In der Stadt Daraa im Süden des Landes versprachen die Demonstranten in Slogans «bei unserer Seele, bei unserem Blut», den Kampf der Getöteten fortzusetzen. Sie marschierten von der Al-Omari- Moschee im Zentrum auf einen der wichtigsten Friedhöfe der Stadt zu. Die Moschee ist seit vergangenem Freitag Ausgangspunkt heftiger Proteste gegen die Regierung.
Während mehrerer Protestmärsche waren in unregelmässigen Abständen Schüsse zu hören. Fast alle Geschäfte waren geschlossen, die Strassen nahezu menschenleer.

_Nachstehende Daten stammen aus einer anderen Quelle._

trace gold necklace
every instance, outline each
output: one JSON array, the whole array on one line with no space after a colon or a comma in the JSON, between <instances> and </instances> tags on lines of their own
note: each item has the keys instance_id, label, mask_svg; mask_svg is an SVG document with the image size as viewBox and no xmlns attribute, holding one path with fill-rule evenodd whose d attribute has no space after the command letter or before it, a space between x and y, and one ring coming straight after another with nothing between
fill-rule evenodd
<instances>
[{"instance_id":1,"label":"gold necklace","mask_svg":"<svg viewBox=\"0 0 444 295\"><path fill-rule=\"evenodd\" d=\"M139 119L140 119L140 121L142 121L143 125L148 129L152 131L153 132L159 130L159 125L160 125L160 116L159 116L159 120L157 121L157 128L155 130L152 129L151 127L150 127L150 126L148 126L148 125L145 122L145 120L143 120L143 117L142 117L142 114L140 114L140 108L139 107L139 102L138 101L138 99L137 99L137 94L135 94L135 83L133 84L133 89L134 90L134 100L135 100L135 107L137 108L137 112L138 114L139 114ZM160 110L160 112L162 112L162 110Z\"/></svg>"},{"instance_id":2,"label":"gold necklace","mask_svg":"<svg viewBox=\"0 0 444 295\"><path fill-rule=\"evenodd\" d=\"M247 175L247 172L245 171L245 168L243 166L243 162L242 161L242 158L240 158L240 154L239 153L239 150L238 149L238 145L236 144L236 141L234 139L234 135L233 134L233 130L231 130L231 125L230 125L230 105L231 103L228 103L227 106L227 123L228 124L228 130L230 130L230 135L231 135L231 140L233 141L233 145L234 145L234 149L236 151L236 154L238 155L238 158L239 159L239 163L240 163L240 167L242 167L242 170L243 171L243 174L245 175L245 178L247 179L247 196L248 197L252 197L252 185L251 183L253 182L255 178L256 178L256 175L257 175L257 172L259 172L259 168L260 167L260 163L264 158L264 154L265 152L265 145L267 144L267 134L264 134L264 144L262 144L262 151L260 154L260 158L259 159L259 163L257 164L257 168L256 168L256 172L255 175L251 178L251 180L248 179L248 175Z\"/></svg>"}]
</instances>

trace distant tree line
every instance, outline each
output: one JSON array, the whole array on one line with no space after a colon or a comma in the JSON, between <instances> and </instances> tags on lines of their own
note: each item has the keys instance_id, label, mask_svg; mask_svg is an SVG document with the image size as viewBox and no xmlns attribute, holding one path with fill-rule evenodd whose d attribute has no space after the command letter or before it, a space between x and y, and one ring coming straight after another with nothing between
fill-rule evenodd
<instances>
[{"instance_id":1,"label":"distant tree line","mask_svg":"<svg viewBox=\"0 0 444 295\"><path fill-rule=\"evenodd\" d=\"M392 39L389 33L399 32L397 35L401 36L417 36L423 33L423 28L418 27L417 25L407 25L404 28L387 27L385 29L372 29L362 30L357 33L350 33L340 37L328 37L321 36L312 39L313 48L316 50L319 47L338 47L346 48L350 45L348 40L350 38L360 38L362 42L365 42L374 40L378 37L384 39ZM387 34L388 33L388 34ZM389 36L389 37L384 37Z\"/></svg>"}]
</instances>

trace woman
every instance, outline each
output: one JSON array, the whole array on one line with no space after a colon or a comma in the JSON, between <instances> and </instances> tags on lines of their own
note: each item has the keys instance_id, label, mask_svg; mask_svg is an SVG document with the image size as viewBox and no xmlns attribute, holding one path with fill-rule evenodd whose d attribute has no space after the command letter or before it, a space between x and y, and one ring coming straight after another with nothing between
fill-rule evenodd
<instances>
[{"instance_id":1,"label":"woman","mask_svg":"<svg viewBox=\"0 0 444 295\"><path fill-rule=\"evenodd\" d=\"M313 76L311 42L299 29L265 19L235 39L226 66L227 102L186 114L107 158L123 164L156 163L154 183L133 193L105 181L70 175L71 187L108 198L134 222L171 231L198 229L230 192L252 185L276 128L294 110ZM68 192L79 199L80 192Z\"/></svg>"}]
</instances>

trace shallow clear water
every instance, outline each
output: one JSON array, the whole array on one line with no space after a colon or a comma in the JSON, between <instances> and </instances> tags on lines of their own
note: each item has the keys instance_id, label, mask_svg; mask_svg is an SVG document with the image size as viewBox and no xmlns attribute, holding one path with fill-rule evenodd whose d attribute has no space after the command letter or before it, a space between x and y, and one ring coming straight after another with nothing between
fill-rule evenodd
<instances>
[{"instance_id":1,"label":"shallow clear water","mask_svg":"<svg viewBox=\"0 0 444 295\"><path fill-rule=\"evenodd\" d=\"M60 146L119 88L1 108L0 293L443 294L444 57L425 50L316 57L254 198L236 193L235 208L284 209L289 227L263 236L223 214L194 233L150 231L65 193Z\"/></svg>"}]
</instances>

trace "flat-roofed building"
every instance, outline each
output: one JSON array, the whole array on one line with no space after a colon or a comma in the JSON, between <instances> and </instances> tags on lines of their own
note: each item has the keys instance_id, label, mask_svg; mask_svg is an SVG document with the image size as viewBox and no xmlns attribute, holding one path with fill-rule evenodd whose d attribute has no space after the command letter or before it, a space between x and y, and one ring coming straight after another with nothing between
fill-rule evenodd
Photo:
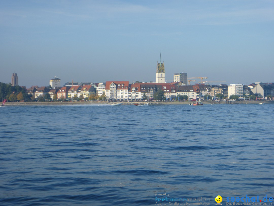
<instances>
[{"instance_id":1,"label":"flat-roofed building","mask_svg":"<svg viewBox=\"0 0 274 206\"><path fill-rule=\"evenodd\" d=\"M61 86L60 84L61 81L60 79L55 76L54 79L50 80L50 85L51 86L53 89L56 89Z\"/></svg>"},{"instance_id":2,"label":"flat-roofed building","mask_svg":"<svg viewBox=\"0 0 274 206\"><path fill-rule=\"evenodd\" d=\"M18 85L18 77L16 73L13 73L12 75L12 85L13 86Z\"/></svg>"},{"instance_id":3,"label":"flat-roofed building","mask_svg":"<svg viewBox=\"0 0 274 206\"><path fill-rule=\"evenodd\" d=\"M173 75L173 82L180 82L182 85L187 86L187 74L186 73L174 74Z\"/></svg>"}]
</instances>

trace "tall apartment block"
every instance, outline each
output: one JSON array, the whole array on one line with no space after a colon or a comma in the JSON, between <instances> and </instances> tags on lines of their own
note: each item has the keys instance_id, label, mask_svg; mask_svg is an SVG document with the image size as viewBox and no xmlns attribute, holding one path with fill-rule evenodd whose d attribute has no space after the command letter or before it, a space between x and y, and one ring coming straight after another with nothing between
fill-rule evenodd
<instances>
[{"instance_id":1,"label":"tall apartment block","mask_svg":"<svg viewBox=\"0 0 274 206\"><path fill-rule=\"evenodd\" d=\"M173 82L182 83L187 86L187 73L175 73L173 75Z\"/></svg>"},{"instance_id":2,"label":"tall apartment block","mask_svg":"<svg viewBox=\"0 0 274 206\"><path fill-rule=\"evenodd\" d=\"M12 76L12 85L13 86L18 85L18 77L16 73L13 73Z\"/></svg>"},{"instance_id":3,"label":"tall apartment block","mask_svg":"<svg viewBox=\"0 0 274 206\"><path fill-rule=\"evenodd\" d=\"M50 80L50 85L51 86L53 89L55 89L57 87L61 87L60 85L60 79L56 77L56 76L54 79Z\"/></svg>"}]
</instances>

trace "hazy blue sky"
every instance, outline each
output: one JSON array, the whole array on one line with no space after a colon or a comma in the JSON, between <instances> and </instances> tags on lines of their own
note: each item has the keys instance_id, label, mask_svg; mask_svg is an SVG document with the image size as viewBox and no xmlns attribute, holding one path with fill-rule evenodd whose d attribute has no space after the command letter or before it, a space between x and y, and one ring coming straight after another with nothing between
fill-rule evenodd
<instances>
[{"instance_id":1,"label":"hazy blue sky","mask_svg":"<svg viewBox=\"0 0 274 206\"><path fill-rule=\"evenodd\" d=\"M0 0L0 82L27 87L155 81L160 52L166 80L274 82L273 0Z\"/></svg>"}]
</instances>

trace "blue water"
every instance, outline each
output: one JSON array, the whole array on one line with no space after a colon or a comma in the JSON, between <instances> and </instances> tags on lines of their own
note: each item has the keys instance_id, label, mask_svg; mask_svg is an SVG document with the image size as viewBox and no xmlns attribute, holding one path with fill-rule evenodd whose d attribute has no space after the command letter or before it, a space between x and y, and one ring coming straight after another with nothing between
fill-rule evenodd
<instances>
[{"instance_id":1,"label":"blue water","mask_svg":"<svg viewBox=\"0 0 274 206\"><path fill-rule=\"evenodd\" d=\"M0 108L0 205L274 196L274 104Z\"/></svg>"}]
</instances>

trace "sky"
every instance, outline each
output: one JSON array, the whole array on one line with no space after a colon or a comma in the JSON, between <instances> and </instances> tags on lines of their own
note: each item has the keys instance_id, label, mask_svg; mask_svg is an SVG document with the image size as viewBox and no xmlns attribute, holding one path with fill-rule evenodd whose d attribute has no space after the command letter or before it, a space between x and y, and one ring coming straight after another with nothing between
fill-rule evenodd
<instances>
[{"instance_id":1,"label":"sky","mask_svg":"<svg viewBox=\"0 0 274 206\"><path fill-rule=\"evenodd\" d=\"M27 88L155 82L160 52L168 82L274 82L273 0L0 0L0 82Z\"/></svg>"}]
</instances>

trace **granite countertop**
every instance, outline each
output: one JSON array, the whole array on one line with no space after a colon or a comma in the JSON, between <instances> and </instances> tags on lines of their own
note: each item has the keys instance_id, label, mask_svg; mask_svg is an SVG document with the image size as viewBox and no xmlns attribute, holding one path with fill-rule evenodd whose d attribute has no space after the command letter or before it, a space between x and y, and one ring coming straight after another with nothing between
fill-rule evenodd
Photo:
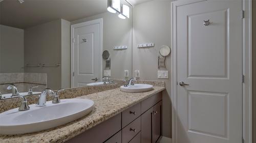
<instances>
[{"instance_id":1,"label":"granite countertop","mask_svg":"<svg viewBox=\"0 0 256 143\"><path fill-rule=\"evenodd\" d=\"M153 88L138 93L124 93L117 88L77 97L94 101L94 109L78 120L50 129L24 135L0 135L0 142L63 142L165 89Z\"/></svg>"}]
</instances>

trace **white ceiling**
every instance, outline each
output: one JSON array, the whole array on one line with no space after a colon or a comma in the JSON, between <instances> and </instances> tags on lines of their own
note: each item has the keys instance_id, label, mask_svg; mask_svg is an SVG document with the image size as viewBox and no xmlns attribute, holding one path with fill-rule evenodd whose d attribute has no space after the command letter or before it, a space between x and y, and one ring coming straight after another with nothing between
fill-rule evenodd
<instances>
[{"instance_id":1,"label":"white ceiling","mask_svg":"<svg viewBox=\"0 0 256 143\"><path fill-rule=\"evenodd\" d=\"M60 18L72 21L107 11L106 0L25 0L22 4L17 0L4 0L0 4L0 24L23 29Z\"/></svg>"},{"instance_id":2,"label":"white ceiling","mask_svg":"<svg viewBox=\"0 0 256 143\"><path fill-rule=\"evenodd\" d=\"M133 6L140 4L152 0L126 0L130 4Z\"/></svg>"}]
</instances>

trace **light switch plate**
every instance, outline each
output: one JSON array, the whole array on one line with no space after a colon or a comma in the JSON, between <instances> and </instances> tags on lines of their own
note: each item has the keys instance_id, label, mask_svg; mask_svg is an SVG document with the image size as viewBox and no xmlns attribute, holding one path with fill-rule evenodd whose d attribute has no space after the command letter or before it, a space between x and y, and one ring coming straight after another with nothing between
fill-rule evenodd
<instances>
[{"instance_id":1,"label":"light switch plate","mask_svg":"<svg viewBox=\"0 0 256 143\"><path fill-rule=\"evenodd\" d=\"M158 71L157 77L158 78L168 78L168 71Z\"/></svg>"},{"instance_id":2,"label":"light switch plate","mask_svg":"<svg viewBox=\"0 0 256 143\"><path fill-rule=\"evenodd\" d=\"M111 76L111 70L104 70L104 76Z\"/></svg>"},{"instance_id":3,"label":"light switch plate","mask_svg":"<svg viewBox=\"0 0 256 143\"><path fill-rule=\"evenodd\" d=\"M137 45L137 47L139 48L145 48L155 46L155 44L154 43L141 44Z\"/></svg>"}]
</instances>

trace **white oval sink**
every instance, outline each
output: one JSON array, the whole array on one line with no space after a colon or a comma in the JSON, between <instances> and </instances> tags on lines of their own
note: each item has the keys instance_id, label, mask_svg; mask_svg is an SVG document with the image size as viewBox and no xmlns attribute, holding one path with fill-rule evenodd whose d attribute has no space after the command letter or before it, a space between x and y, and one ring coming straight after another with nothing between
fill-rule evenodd
<instances>
[{"instance_id":1,"label":"white oval sink","mask_svg":"<svg viewBox=\"0 0 256 143\"><path fill-rule=\"evenodd\" d=\"M153 85L147 84L135 84L127 87L123 85L120 88L121 91L132 93L148 92L153 90Z\"/></svg>"},{"instance_id":2,"label":"white oval sink","mask_svg":"<svg viewBox=\"0 0 256 143\"><path fill-rule=\"evenodd\" d=\"M33 94L41 94L40 92L33 92ZM21 92L19 93L19 94L22 96L27 96L28 95L28 93L27 92ZM2 97L3 99L8 99L10 98L11 96L12 96L12 94L10 93L10 94L3 94L2 95Z\"/></svg>"},{"instance_id":3,"label":"white oval sink","mask_svg":"<svg viewBox=\"0 0 256 143\"><path fill-rule=\"evenodd\" d=\"M106 83L108 83L108 82L106 82ZM97 82L87 83L87 85L88 86L93 86L93 85L102 85L103 84L104 84L104 82Z\"/></svg>"},{"instance_id":4,"label":"white oval sink","mask_svg":"<svg viewBox=\"0 0 256 143\"><path fill-rule=\"evenodd\" d=\"M89 99L74 98L57 104L48 101L44 107L30 105L30 109L24 111L8 110L0 113L0 134L32 133L57 127L87 115L94 104Z\"/></svg>"}]
</instances>

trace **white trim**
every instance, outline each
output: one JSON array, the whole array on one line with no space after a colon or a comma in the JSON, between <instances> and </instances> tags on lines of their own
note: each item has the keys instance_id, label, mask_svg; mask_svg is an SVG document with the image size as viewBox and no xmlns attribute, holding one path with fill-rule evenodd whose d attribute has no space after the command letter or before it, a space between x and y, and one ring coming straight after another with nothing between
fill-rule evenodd
<instances>
[{"instance_id":1,"label":"white trim","mask_svg":"<svg viewBox=\"0 0 256 143\"><path fill-rule=\"evenodd\" d=\"M1 0L0 0L1 1ZM102 18L99 18L97 19L94 19L84 22L81 22L77 24L75 24L71 25L71 88L74 88L74 77L73 76L73 72L74 72L74 57L73 57L73 52L74 52L74 43L73 42L73 39L74 38L74 29L75 28L81 27L81 26L87 26L87 25L90 25L92 24L95 24L99 23L99 48L100 48L100 53L99 53L99 79L101 79L102 78L102 59L101 59L101 54L102 53L102 36L103 36L103 19Z\"/></svg>"},{"instance_id":2,"label":"white trim","mask_svg":"<svg viewBox=\"0 0 256 143\"><path fill-rule=\"evenodd\" d=\"M243 73L245 76L245 83L243 87L243 137L245 143L252 142L252 1L242 0L243 2L243 10L245 11L245 18L243 20ZM177 142L177 121L178 117L176 110L176 93L177 83L177 51L176 37L174 36L177 33L176 23L174 19L176 17L176 9L177 7L186 4L191 4L203 1L177 1L172 3L172 43L173 47L173 56L172 69L172 142ZM189 2L189 3L188 2Z\"/></svg>"},{"instance_id":3,"label":"white trim","mask_svg":"<svg viewBox=\"0 0 256 143\"><path fill-rule=\"evenodd\" d=\"M252 1L242 0L245 18L243 20L243 137L246 143L252 142Z\"/></svg>"}]
</instances>

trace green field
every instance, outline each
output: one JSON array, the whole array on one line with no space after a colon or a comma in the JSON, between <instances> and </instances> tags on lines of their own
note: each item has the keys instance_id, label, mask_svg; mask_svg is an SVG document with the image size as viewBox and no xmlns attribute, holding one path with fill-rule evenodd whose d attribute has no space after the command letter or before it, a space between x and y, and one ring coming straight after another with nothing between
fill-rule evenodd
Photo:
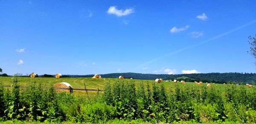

Soldaten und Polizisten hielten Menschen an Kontrollstellen an und besetzten zahlreiche Strassenkreuzungen. Es war das stärkste Aufgebot an Sicherheitskräften seit Beginn der Unruhen gegen den autokratischen Präsidenten Baschar al-Assad.
Laut einem Vertreter der Opposition hatten syrische Soldaten in Zivilkleidung am Vortag die Al-Omari-Moschee gestürmt und dabei in die Menschenmenge geschossen. Bewohner der Stadt sprachen von «Dutzenden von Toten».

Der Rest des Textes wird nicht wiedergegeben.